Rendering And Formatting

Every DataModel renders through a Jinja2 template. Built-in templates live in src/datamodel_code_generator/model/template. A custom template directory can override a built-in template by path.

Imports are collected separately from rendering through Import and Imports. The import layer handles grouping, aliases, reference-bound imports, future imports, unused import removal, and __all__ generation.

CodeFormatter then applies the configured formatter pipeline. The formatter layer supports the built-in formatter, black, isort, ruff check, ruff format, and user-supplied custom formatters.

Metadata Output

When --emit-model-metadata is enabled, Parser.parse() records source-reference information while producing models. generate() then serializes the resulting payload through model_metadata.py. The JSON Schema for that payload is stored in src/datamodel_code_generator/resources/model_metadata.schema.json and exposed through --output-format-json-schema model-metadata.

Runtime Dynamic Models

generate_dynamic_models() uses the normal generate() API to produce code, executes that code in temporary modules, and returns real Pydantic v2 model classes. Multi-module output is topologically sorted by relative imports before execution. The result is cached by schema and config hash when caching is enabled.

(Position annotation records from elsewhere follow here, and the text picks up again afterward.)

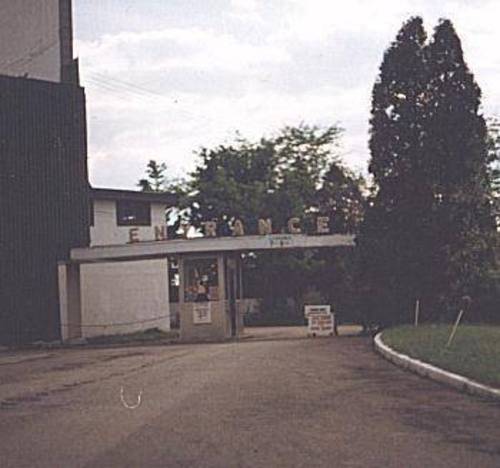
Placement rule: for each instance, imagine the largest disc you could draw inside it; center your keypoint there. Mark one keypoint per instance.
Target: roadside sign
(316, 310)
(320, 320)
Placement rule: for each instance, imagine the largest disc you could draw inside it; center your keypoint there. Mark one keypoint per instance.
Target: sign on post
(320, 320)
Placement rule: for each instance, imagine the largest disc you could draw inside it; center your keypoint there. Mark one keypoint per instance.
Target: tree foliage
(428, 227)
(155, 177)
(292, 174)
(298, 173)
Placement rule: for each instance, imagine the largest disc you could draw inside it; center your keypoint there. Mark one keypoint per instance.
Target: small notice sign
(315, 310)
(202, 313)
(320, 320)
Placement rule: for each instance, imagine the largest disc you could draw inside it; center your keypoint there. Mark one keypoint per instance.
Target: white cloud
(253, 66)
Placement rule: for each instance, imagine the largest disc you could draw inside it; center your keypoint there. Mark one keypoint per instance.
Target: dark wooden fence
(43, 201)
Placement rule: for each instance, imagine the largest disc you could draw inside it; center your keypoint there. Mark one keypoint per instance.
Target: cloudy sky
(165, 77)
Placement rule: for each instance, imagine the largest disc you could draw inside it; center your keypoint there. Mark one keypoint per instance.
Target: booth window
(133, 213)
(201, 281)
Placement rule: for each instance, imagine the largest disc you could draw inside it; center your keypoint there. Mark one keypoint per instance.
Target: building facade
(125, 296)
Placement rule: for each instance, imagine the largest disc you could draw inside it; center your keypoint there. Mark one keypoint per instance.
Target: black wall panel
(43, 201)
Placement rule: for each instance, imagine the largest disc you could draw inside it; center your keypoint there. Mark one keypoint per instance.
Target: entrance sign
(320, 320)
(202, 313)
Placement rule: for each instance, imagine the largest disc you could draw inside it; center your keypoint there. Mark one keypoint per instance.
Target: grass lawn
(474, 353)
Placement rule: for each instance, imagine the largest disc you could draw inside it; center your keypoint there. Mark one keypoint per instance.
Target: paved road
(274, 403)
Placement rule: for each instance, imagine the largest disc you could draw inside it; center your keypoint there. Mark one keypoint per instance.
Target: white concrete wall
(29, 39)
(106, 231)
(115, 293)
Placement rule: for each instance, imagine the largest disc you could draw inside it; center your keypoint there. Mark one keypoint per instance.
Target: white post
(70, 301)
(454, 330)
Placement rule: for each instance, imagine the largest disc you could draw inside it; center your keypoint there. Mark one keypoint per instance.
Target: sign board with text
(202, 313)
(320, 320)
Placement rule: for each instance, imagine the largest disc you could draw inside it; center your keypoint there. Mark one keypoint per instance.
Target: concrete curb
(435, 373)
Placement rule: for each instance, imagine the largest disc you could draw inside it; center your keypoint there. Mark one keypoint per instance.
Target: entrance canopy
(161, 249)
(210, 272)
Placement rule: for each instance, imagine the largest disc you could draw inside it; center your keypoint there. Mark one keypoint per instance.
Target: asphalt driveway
(271, 403)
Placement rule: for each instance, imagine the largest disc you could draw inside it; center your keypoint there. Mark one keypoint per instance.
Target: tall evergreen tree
(457, 164)
(391, 233)
(429, 225)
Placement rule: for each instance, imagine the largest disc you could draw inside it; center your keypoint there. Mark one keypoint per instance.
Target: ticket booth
(209, 299)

Performance-Sensitive Paths

Recent work has focused on reducing work without changing the generation model:

  • fast CLI paths avoid importing heavy modules
  • format.py keeps format-related types in a lighter helper module
  • local schema sources are reused during $ref resolution
  • YAML unsupported-tag scanning is skipped when no unsupported tag marker is present
  • JSON Schema constraint extraction avoids dumping whole schema objects when only selected constraint keys are needed
  • simple field import collection avoids rendering a full type hint when DataType facts are sufficient

These optimizations keep the architecture stable: parsers still build the same graph, and renderers still produce the same code, but hot paths do less incidental work.

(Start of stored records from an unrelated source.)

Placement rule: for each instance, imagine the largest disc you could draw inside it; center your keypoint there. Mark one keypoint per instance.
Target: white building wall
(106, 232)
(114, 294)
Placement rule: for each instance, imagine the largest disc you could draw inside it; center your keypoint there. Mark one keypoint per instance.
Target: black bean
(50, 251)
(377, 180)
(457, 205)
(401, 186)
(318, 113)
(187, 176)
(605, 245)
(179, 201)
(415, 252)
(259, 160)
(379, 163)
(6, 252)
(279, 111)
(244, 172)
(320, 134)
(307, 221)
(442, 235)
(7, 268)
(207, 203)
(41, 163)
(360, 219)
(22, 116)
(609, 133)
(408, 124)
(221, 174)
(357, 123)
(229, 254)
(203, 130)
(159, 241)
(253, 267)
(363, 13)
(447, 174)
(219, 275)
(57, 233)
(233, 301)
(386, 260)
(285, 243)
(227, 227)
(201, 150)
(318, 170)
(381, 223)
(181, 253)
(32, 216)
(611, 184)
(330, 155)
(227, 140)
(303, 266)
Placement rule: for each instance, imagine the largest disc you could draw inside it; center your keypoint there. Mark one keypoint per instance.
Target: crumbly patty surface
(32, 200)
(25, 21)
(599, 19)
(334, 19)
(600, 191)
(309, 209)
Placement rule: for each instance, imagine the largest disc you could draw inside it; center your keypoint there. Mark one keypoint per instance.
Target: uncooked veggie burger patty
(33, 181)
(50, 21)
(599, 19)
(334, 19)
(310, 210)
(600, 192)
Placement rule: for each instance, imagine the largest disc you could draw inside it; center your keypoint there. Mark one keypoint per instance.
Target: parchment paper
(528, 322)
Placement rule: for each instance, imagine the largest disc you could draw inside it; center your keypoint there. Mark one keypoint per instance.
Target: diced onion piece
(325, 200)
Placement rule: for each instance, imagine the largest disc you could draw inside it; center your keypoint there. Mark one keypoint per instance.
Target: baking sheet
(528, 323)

Keeping This Page Synchronized

Run this before release or whenever parser routes, output backends, config models, or formatter names change:

python scripts/build_architecture_docs.py

CI can validate the generated section without rewriting files:

python scripts/build_architecture_docs.py --check

The repository test suite includes this check through tests/test_build_architecture_docs_script.py, so pull requests fail when the generated inventory is stale. The generated-docs tox environment also runs this script before build_llms_txt.py, which keeps the architecture page and LLM documentation in the same release-time sync flow.